We are currently using syslog-ng to dump files to a network storage location. Each day there are 5 .log files that are written by various servers and at the end of the day I need to merge the 5 files in chronological order and then compress them. For the past 2 years, I've use logmerge and it's worked great. The exact syntax is:
/local/bin/logmerge -f /mnt/logs/Windows/`date -d yesterday +\%Y-\%m-\%d`-sys*.log | gzip -9 -c > /mnt/logs/Windows/`date -d yesterday +\%Y-\%m-\%d`.log.gz && rm -f /mnt/logs/Windows/`date -d yesterday +\%Y-\%m-\%d`-sys*.log
Over the past few weeks this process has broken due to how large the .log files have gotten. Each one is now over 7 GB and the logmerge process is failing on sorting so many lines. Right now I'm just gzipping them but it makes searching harder because the logs aren't in order.
Is there a better way to merge these files and zip them up?
It rather sounds like you may want to look into some form of database to store your logs.
One possibility might be to use the ELK stack:
It isn't necessarily the answer you might have been looking for, but it sounds like you might have a legitimate use case for a solution like it. You can also consider something like Splunk, but given your volume of data, that will cost you.
Logstash can also be used on Windows machines to read the EventLog, so might allow you to achieve your goals without using syslog at all (if I am reading between the lines of your setup correctly).
It may also be there is something you can do about how the logs are being written to help avoid such massive files, but I would tend to think that if you are regularly dealing with 7GB of logs you periodically need to search through, a solution geared towards that use case might be more practical.

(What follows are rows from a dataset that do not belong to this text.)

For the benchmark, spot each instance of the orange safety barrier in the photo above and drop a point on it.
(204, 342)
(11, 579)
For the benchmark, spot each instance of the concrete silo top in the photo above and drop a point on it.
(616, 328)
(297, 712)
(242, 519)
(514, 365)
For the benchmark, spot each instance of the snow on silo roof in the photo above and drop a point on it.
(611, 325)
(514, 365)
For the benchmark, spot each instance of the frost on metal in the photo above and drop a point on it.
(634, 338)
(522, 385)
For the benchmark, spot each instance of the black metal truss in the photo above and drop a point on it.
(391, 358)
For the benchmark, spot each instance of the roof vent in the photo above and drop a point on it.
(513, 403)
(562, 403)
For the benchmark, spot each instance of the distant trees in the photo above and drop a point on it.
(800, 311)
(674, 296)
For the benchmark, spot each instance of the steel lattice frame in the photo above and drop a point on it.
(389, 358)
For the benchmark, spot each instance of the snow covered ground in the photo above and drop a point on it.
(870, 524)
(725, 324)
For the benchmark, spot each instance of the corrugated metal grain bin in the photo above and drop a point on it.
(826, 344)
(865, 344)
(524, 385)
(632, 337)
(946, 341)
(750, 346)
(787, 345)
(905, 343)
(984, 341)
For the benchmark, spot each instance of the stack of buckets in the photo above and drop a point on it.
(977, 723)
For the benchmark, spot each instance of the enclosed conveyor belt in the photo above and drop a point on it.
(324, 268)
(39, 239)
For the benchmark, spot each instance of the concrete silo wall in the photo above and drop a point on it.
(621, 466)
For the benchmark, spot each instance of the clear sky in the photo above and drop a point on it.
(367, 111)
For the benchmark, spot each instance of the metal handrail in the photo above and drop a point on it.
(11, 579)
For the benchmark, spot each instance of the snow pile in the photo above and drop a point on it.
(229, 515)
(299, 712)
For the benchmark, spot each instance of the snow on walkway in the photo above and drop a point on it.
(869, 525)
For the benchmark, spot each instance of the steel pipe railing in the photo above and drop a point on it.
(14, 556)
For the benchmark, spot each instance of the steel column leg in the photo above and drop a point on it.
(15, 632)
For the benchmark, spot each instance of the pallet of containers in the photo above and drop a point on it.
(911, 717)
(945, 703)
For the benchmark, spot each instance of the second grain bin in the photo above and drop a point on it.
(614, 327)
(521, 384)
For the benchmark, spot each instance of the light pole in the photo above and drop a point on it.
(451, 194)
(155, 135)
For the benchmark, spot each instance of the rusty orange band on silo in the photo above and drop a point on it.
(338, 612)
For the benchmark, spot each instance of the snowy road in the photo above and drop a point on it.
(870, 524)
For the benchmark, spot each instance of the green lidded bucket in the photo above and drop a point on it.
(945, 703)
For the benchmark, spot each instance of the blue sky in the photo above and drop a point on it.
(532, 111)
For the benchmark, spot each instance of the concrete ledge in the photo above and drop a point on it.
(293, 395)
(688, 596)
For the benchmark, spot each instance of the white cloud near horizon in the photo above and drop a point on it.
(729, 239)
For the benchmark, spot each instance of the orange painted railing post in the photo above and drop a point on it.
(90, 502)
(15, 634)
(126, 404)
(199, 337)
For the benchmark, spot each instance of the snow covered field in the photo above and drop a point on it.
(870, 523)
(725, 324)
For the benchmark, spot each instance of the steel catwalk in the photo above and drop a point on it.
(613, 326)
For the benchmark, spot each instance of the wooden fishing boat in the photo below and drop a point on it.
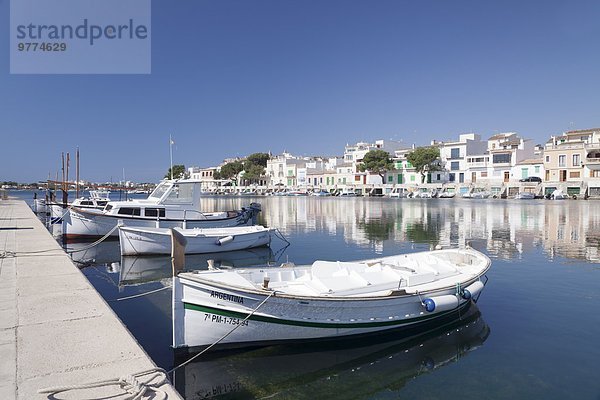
(325, 300)
(174, 203)
(146, 241)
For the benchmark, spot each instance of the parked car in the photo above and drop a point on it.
(531, 179)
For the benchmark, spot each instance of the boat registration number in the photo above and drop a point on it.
(219, 319)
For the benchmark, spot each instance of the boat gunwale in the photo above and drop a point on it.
(162, 219)
(398, 293)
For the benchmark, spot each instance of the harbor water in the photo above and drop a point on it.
(532, 334)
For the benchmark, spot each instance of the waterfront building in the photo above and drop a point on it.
(355, 153)
(573, 160)
(505, 151)
(532, 167)
(404, 172)
(462, 160)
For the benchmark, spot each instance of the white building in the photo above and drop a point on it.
(457, 157)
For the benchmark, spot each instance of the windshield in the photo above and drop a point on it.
(160, 190)
(181, 193)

Updated I see. In which case, is it not possible to have syslog-ng write everything either to one massive daily file (rather than 5), or to have syslog-ng write everything to a series of files up to a certain size (e.g. 10 700M files, each created after the last fills)?
It really sounds like the issue is having your data out of order, and I would have thought there are ways to avoid that issue, by configuring syslog accordingly. Since it sounds like the timestamps are more important than the sources, I would imagine that timestamps alone (or possibly, timestamps and maximum log size) should determine how events are stored in the first place.